The fourth dimension

26 THE FOURTH DIMENSION

Thus we can imagine a plane world, in which all the variety of motion is the phenomenon of structures consisting of filamentary atoms traversed by a plane of consciousness. Passing to four dimensions and our space, we can conceive that all things and movements in our world are the reading off of a permanent reality by a space of consciousness. Each atom at every moment is not what it was, but a new part of that endless line which is itself. And all this system successively revealed in the time which is but the succession of consciousness, separate as it is in parts, in its entirety is one vast unity. Representing Parmenides’ doctrine thus, we gain a firmer hold on it than if we merely let his words rest, grand and massive, in our minds. And we have gained the means also of representing phases of that Eastern thought to which Parmenides was no stranger. Modifying his uncompromising doctrine, let us suppose, to go back to the plane of consciousness and the structure of filamentary atoms, that these structures are themselves moving—are acting, living.
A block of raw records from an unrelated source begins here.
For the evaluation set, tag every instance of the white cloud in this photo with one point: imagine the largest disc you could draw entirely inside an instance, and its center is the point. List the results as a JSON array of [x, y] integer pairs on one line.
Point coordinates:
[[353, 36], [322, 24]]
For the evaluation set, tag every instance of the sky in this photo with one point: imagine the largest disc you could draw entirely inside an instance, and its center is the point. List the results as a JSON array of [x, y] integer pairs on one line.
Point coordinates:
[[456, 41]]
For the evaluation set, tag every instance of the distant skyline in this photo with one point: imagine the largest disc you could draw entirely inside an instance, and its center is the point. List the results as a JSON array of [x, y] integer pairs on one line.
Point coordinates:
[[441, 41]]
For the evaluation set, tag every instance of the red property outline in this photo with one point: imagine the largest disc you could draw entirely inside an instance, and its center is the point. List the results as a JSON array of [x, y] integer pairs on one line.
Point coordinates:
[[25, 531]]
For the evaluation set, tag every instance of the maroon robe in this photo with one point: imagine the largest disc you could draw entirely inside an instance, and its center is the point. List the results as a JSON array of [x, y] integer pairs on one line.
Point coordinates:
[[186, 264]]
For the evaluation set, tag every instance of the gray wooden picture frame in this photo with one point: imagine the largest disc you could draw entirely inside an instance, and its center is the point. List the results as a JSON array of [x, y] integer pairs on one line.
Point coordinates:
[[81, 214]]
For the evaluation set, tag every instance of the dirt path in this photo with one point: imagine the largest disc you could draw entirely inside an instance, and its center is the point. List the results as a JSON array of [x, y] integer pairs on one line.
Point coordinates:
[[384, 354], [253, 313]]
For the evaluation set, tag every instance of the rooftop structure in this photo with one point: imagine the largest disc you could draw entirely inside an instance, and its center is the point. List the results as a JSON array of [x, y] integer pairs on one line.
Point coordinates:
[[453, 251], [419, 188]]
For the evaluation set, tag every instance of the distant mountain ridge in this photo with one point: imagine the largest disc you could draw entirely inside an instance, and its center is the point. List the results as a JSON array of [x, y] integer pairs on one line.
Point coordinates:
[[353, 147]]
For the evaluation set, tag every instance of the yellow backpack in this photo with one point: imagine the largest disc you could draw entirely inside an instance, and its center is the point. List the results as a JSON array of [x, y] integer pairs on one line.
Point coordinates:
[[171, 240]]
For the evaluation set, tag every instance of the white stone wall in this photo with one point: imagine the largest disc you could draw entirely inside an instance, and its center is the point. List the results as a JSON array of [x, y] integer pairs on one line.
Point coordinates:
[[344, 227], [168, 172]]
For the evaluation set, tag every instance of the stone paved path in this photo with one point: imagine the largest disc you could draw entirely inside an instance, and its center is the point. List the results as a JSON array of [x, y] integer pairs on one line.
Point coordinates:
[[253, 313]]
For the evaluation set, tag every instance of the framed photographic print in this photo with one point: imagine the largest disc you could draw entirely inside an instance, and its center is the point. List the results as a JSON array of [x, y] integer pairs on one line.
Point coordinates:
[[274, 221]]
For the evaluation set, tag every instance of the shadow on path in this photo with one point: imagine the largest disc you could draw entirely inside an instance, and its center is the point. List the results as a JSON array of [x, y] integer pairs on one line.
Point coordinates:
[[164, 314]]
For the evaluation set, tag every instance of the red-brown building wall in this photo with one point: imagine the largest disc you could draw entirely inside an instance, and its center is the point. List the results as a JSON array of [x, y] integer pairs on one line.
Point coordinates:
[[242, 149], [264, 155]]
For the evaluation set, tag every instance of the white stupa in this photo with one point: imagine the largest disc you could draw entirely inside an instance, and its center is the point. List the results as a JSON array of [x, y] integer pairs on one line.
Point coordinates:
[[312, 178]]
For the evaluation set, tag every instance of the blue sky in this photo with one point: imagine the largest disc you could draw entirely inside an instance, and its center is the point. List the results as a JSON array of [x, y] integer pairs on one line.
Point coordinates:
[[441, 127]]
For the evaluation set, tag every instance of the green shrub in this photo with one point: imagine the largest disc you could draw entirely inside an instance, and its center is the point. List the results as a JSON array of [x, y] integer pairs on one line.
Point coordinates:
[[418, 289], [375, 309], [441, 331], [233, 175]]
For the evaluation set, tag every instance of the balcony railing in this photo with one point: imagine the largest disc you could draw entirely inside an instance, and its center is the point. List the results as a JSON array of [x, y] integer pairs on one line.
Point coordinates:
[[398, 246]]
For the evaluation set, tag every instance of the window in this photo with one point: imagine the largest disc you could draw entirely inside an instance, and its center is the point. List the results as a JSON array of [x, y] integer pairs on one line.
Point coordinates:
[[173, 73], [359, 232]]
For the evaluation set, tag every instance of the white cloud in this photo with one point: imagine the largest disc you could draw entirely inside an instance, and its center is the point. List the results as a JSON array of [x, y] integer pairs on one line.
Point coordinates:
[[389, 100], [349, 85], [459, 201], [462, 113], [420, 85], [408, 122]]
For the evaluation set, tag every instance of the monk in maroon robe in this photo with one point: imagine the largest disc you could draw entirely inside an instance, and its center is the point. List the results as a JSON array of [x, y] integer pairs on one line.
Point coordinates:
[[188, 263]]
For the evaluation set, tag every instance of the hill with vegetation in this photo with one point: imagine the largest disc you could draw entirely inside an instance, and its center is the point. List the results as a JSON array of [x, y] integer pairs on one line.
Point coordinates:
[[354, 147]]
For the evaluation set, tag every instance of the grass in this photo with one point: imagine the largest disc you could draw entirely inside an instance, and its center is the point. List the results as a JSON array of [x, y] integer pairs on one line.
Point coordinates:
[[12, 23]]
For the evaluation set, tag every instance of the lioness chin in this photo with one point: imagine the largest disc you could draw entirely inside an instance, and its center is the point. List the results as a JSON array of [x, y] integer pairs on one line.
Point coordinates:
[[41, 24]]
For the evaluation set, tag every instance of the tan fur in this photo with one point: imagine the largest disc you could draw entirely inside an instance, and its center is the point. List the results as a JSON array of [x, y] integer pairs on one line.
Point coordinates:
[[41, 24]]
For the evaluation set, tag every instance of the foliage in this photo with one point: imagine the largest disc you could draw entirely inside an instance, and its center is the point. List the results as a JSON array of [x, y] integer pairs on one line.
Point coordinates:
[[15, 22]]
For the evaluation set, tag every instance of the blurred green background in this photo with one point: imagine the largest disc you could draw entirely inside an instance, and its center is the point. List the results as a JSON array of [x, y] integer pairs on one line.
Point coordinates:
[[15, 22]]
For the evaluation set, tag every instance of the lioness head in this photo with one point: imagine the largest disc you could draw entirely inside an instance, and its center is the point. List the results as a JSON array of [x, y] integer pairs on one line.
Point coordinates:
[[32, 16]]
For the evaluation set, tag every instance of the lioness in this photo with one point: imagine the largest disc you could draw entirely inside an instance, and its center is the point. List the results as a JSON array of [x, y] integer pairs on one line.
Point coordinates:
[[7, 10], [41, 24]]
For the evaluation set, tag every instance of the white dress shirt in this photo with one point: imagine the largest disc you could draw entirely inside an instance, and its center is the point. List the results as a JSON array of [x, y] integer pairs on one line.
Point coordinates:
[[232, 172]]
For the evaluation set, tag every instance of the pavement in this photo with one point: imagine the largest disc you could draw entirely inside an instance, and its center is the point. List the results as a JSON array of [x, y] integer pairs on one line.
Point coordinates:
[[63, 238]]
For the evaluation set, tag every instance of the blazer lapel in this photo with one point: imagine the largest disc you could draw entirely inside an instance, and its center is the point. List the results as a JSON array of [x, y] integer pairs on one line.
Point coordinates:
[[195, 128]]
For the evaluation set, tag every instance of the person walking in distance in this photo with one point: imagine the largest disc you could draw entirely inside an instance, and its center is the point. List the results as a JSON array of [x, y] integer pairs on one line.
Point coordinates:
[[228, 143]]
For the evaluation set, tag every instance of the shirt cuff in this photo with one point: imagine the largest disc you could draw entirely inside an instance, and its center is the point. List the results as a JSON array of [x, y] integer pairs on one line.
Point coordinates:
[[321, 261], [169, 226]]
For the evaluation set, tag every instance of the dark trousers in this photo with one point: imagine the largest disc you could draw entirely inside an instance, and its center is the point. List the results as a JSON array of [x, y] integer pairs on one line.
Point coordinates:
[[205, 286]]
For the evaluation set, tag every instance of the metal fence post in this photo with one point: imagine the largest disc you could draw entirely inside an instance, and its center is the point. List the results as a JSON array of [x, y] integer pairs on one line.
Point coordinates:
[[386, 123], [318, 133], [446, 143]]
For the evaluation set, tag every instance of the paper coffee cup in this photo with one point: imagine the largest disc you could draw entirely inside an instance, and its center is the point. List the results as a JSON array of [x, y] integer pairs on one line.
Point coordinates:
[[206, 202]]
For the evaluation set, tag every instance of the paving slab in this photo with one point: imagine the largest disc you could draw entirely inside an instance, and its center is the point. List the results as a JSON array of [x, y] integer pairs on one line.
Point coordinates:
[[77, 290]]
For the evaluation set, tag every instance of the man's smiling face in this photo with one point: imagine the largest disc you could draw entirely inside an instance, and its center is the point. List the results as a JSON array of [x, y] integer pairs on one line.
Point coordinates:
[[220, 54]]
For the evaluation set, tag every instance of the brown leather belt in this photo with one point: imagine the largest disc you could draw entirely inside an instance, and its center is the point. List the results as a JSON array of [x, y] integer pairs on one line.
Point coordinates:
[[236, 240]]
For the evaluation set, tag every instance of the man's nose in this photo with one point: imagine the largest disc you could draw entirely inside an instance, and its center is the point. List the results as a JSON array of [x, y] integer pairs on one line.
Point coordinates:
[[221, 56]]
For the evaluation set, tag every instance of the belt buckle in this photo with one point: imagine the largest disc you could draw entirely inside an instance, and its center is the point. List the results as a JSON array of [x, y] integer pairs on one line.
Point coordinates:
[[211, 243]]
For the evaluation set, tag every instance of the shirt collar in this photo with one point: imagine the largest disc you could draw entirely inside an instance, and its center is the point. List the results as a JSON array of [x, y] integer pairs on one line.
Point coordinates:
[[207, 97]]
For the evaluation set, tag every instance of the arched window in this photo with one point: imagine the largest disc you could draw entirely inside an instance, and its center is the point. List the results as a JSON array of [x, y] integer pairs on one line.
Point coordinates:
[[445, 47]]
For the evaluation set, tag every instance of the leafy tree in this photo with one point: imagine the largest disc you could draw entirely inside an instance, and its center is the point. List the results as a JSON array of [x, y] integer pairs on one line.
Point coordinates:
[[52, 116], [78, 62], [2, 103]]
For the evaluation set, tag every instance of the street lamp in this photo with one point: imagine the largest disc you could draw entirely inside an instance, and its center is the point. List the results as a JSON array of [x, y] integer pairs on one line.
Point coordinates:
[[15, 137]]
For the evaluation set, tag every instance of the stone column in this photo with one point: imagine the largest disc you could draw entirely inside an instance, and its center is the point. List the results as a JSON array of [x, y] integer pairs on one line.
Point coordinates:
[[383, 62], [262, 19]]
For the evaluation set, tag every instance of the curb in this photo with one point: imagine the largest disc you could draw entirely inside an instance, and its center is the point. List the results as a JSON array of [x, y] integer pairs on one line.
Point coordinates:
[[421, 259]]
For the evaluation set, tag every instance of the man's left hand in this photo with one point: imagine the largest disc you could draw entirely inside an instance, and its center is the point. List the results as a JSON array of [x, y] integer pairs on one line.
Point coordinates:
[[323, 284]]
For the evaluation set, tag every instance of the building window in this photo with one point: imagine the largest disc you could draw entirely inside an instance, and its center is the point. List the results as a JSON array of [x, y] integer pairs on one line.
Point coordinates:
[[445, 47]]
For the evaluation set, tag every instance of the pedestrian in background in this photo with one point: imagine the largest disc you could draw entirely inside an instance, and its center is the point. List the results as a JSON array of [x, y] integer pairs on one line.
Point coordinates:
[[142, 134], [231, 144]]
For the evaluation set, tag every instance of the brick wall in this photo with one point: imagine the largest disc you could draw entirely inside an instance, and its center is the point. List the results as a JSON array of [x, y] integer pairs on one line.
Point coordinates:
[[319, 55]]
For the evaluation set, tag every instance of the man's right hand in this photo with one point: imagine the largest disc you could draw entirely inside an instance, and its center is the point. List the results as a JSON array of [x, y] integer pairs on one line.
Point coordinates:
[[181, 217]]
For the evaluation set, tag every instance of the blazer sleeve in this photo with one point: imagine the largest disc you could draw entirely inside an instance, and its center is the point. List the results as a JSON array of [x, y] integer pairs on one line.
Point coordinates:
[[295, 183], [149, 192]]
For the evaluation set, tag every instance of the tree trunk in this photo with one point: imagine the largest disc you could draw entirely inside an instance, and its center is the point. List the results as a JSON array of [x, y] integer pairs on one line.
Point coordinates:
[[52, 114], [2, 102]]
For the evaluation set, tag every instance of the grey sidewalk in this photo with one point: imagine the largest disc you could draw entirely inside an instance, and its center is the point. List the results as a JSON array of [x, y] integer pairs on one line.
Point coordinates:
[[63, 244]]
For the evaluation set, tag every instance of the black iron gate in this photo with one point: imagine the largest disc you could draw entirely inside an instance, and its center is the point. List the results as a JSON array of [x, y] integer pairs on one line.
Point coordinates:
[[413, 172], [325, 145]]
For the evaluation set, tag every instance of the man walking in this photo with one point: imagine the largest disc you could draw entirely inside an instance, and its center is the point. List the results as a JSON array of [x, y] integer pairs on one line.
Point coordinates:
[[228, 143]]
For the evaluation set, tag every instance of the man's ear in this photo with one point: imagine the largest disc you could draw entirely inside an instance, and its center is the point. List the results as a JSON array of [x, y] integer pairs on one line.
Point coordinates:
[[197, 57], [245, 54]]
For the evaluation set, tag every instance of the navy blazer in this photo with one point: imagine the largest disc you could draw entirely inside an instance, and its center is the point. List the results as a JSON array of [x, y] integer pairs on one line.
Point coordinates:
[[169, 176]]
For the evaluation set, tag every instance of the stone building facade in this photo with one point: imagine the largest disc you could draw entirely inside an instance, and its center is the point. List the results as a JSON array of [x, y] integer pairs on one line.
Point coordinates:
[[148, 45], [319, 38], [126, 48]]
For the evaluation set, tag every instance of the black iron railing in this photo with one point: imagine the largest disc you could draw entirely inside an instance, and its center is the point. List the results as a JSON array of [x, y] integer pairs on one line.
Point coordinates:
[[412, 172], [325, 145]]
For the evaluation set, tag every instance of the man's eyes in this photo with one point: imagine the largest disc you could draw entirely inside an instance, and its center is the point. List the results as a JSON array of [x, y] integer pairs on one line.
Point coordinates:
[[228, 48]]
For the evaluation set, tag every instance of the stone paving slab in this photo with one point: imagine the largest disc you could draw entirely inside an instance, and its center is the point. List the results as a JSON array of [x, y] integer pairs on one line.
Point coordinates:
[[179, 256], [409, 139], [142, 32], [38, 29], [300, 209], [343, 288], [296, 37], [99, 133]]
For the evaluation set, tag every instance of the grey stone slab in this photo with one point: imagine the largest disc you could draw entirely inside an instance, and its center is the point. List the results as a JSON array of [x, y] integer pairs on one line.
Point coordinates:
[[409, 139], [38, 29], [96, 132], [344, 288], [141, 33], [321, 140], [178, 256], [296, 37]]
Then, in the transverse motion of the film, there would be two phenomena of motion, one due to the reading off in the film of the permanent existences as they are in themselves, and another phenomenon of motion due to the modification of the record of the things themselves, by their proper motion during the process of traversing them.

Thus a conscious being in the plane would have, as it were, a two-fold experience. In the complete traversing of the structure, the intersection of which with the film gives his conscious all, the main and principal movements and actions which he went through would be the record of his higher self as it existed unmoved and unacting. Slight modifications and deviations from these moyements and actions would represent the activity and selfdetermination of the complete being, of his higher self.